My favourite thing about dipping into the east coast States is that usually it makes sense to cross the border at Niagara and Buffalo, which means an easy trip to see one of the world’s most incredible sights; Niagara Falls. As we were journeying to Allegheny National Forest for a few nights under the stars, a detour to The Falls made sense.
As impressive as The Falls are, a lot of us Torontonian’s may have seen them before. What you may not know, there are some equally impressive whirlpools in the area, over which you can take a cable car to get a panoramic eyeful. That is exactly what we did, and I would recommend the trip to anyone who wants to see more of this iconic and very powerful body of water.
After a quick ooh and ahh over the Horseshoe Falls (the Canadian side of The Falls IS just more impressive, isn’t it!) we got back in our wagon and headed to the border.
Driving through Buffalo is entertainment in itself; there is some interesting architecture and plastic buffalo grazing road-side. However the real excitement started to kick in in as we approached the New York and Pennsylvania state border and got our first glimpses of those gorgeous rolling hills.

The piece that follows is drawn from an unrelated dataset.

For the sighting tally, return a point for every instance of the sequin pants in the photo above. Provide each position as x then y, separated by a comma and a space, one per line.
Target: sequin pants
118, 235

The sun began to set as we whizzed by red painted farm houses, selling corn by the road. Eventually we ducked into the Allegheny National Forest and made our way to the lovely Dewdrop Campsite (which was an absolute steal at $17 USD for all six of us per night.)
Pitching up in the dark using only our headlights and a bit of added moonshine to help us (and a couple of celebratory arrival beers!), we finally got our camp set up for the next few days. There is nothing like some gas stove cooked pasta and a few brewskis to set you up for a nice summers snooze in the great outdoors.
The next morning we donned our walking boots and headed out on a much-anticipated hike in the forest, choosing the Morrison Trail around Rim Rock. At just under 10 miles, this hike isn’t for the faint hearted, but certainly has its rewards. That said, if you were feeling less adventurous, you could opt for a 5 mile version, although that one doesn’t include a glistening lake to dip in in the middle, a variation on the otherwise dense forest trail.
The route gave us the chance to spot plenty of woodland animals, including a chipmunk, frog and even a snake who slithered across our paths! Luckily there were no bears to be seen!
At the end of the slog, we were VERY ready to eat and had picked up a flyer for Bells Meats, located in nearby Kane. With a picture of two happy chaps yielding sausages on the front, we were sold! Bells didn’t disappointed as we were greeted with friendly staff and a plethora of locally sourced produce. There were a large number of sausages to choose from and we opted for Hot Leek, Sweet Leek and Pork and Apple. We also picked up some chicken, home-made mustard and pickle and some sourkraut for the meats.
Before we could get back to the campsite and enjoy our impending feast, we stopped by a local distillery, CJ Spirits, to buy some whiskey. CJ Spirits is Northwestern PA’s first craft distillery and serves “premium spirits from grain to glass.” Our young rye selection was probably a touch to classy to be swilling round the campsite, but we needed to treat ourselves after our hike!
Finally, veritable feast in tow, we returned to our camp, where the lovely camp manager, Von, had delivered us some wood for a fire. Is there anything better than sausages cooked over an open fire? Yes. Sausages cooked on an open fire with a red cup of local whiskey in hand.
After our frankly delightful feast, we sat around the campfire, toasting our hiking achievements and, when our belly would allow, toasting s’mores. Life couldn’t get better.
After a final night of tent sleeping, we decided for our last day in the forest that we would check out the Kinzua Bridge, an old rail bridge that had famously fallen down in 2003 amid a savage tornado.
Part of the bridge has been restored to allow tourists to gawp at the Hollywood-esque damage, with more than half the bridge laying in a twisted wreck in a canyon (accessible by a foot path) some 300 metres below.
A free-entry museum to for the bridge and its history had just been opened this summer and is well worth a look; it is both entertaining and interactive, with the ability to amuse kids and adults alike.
After an entertaining couple of hours spent walking both on and below the bridge, as well as buffing up on our history at the museum, we were ready to be on our way to the next leg of the adventure.
If you are looking for a long weekend away, either with friends or family, the Allegheny National Forest is an active and cheap getaway from Toronto, with around 5 hours of driving time to and from the city.